Avanti, c’è posto

La Costituzione italiana, all’articolo 21, stabilisce la libertà di espressione, sia essa professata con la parola scritta o orale sia per mezzo di “ogni altro mezzo di diffusione”. Dello stesso tenore, ovviamente, sono le leggi fondamentali di ogni altro Paese democratico. Ciò che accade regolarmente nelle vie e nelle piazze italiane, e non solo, testimonia quanto quell’articolo della Costituzione venga apprezzato dalle varie categorie sociali ma soprattutto applicato con grande disinvoltura. Alcuni luoghi urbani, specialmente a Roma, sono sostanzialmente dedicati alla manifestazione del giorno, con un programma quotidiano di proteste collettive di questa o quella organizzazione sindacale o quasi sindacale. È come se esistesse una soglia al di sotto della quale gli appartenenti ad una categoria sociale si limitano a mugugnare e lamentarsi nei circoli privati e al di sopra della quale, constatando il permanere dei problemi, decidono di passare alle maniere forti. E allora eccoli scendere in piazza per urlare le proprie richieste, magari bloccare la vita quotidiana altrui e fare rumore con tutto quello che hanno a disposizione. L’obiettivo è evidente: prevalere nella cronaca del giorno e porre la propria situazione al centro dell’attenzione generale e soprattutto del Governo, qualora la cosa fosse di pur parziale sua competenza. La tattica preferita dagli organizzatori può consistere nel bloccare le ferrovie o le strade, impedire l’accesso ad uffici pubblici o luoghi privati nella consapevolezza che più danni clamorosi si generano tanto più si attiverà l’attenzione del Governo.
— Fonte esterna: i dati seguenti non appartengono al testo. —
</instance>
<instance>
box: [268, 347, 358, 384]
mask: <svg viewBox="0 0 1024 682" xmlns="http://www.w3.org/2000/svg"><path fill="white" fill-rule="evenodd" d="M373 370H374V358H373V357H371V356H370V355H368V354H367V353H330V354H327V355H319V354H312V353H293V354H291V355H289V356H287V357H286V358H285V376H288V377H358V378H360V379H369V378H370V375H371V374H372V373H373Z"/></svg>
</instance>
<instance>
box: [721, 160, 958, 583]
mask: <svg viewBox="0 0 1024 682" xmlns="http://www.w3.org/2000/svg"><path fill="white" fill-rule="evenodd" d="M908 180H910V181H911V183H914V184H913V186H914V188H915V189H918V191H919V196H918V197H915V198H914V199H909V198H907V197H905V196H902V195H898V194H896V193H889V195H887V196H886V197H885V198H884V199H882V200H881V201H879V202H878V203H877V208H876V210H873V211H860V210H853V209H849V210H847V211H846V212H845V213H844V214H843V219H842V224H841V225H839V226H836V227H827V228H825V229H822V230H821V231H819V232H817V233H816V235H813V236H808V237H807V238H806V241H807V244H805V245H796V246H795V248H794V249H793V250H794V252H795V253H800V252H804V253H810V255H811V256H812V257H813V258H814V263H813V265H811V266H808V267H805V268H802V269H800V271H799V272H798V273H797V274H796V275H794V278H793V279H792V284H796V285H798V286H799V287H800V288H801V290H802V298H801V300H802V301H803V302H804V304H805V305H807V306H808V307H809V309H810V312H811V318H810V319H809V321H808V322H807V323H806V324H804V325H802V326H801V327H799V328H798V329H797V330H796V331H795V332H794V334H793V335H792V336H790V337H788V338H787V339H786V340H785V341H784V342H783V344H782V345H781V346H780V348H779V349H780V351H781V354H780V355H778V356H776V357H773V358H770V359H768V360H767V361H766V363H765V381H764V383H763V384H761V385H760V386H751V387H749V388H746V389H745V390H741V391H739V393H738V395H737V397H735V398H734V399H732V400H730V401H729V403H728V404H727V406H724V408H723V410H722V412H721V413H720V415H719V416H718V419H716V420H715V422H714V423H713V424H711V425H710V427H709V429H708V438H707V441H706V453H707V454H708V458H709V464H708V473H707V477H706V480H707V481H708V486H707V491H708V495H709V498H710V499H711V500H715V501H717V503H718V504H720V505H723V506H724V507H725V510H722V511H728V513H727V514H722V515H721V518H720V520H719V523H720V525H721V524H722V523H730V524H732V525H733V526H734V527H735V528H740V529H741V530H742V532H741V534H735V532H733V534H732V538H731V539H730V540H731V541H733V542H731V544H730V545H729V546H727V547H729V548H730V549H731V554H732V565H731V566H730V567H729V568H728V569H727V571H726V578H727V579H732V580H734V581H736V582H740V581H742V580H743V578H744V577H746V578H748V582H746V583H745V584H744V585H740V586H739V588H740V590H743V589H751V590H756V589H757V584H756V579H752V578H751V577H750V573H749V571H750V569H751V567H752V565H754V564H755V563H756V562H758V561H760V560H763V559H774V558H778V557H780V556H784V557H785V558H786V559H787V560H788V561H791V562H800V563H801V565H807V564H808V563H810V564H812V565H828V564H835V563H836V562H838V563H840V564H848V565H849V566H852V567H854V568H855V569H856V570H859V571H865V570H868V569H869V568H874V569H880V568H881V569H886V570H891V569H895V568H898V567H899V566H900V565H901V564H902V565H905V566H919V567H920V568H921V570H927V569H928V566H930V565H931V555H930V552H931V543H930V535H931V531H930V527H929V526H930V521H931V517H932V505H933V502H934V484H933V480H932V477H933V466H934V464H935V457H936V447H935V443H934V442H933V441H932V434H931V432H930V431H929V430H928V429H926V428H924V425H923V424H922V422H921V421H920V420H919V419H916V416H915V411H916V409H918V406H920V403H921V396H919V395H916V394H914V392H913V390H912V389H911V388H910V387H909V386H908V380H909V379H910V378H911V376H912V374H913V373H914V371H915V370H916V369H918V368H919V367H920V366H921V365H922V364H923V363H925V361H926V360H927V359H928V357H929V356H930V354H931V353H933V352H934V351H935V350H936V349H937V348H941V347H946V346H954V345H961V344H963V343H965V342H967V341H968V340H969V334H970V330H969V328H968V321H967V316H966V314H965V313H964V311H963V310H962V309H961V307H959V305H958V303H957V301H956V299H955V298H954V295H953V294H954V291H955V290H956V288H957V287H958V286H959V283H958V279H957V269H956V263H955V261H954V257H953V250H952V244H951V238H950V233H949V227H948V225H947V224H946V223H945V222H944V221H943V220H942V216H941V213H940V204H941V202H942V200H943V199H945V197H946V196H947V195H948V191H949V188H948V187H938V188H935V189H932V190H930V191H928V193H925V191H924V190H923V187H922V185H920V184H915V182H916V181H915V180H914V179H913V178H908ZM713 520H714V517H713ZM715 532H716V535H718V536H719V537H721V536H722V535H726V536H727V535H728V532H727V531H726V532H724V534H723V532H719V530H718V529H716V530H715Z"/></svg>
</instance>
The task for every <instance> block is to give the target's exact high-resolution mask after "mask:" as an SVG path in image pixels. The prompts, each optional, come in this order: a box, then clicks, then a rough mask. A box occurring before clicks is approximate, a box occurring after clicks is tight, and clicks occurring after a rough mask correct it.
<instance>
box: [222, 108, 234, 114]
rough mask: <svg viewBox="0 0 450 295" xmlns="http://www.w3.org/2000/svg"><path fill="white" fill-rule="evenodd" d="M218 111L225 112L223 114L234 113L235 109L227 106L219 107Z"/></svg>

In fondo, è la logica storica delle manifestazioni sindacali che, oggi, raggiunge una potenza amplificata dai mass media. Questi, insensibili alla modesta protesta individuale rivolta, poniamo, ai disservizi di questo o quell’ufficio pubblico, sono invece, comprensibilmente, sensibilissimi all’ostruzione di strade o autostrade da parte di centinaia di trattori condotti da persone convinte che la forza sia l’unico e legittimo modo per ottenere qualche risultato favorevole per la propria categoria. Il fatto è che nessuno, si tratti di chi assiste al telegiornale o di un automobilista bloccato fra mezzi che ostruiscono la strada, è in grado di stabilire se la categoria che sta protestando abbia ragione e quanta ne abbia. Il solo fatto evidente è il blocco della strada e i problemi che, questo fatto, genera per lui. Da qui, fra l’altro, deriverà la sua persuasione che, se ritenuto necessario, sarà lui stesso assieme agli appartenenti alla propria categoria ad essere legittimato a fare altrettanto in futuro. O, magari, semplicemente ricorderà la stessa azione cui ha partecipato qualche giorno prima. Insomma, presto o tardi, tutti in piazza con le proprie ragioni. Ma col rischio della concorrenza. Già, perché se i trattori si fossero trovati a loro volta bloccati dagli eco-teppisti sdraiati sull’asfalto, per le proprie ragioni, cosa sarebbe accaduto? Altri movimenti pseudo-sindacali, a loro volta, potrebbero scendere in piazza persino per una sorta di meta-protesta tesa a denunciare che il carnet delle manifestazioni previste, nei luoghi che contano, cioè strade e città importanti, li costringe a posticipare fastidiosamente la loro, e così via.

Al di là di tutto questo una sola cosa è certa: le democrazie liberali hanno loro istituti essenziali per la discussione, la protesta e la proposta. Innanzitutto il Parlamento ma, assieme a questo, i rappresentanti in carne e ossa che vi siedono i quali sono, o dovrebbero, essere raggiungibili e mobilitabili da qualsiasi cittadino o gruppi di cittadini. Le stesse lobby, se ben regolamentate, sono fatte proprio per difendere gli interessi delle varie categorie. Scendere in piazza nelle modalità più brutali che stiamo sempre più vedendo dimostra solo due cose: da un lato l’inefficienza politica, in senso largo, dei leader i quali trovano più agevole e più redditizio, ma solo nell’immediato, portare in piazza migliaia di persone, o di trattori, che non tessere relazioni serie e documentate, stressanti ma alla lunga più proficue, con i rappresentanti parlamentari; dall’altro la disattenzione di questi stessi, quindi della politica e del Parlamento in generale, per i problemi, soprattutto di quelli seri e documentati, che il Paese si trova di fronte. Anche senza o prima che qualcuno glieli indichi dalla piazza.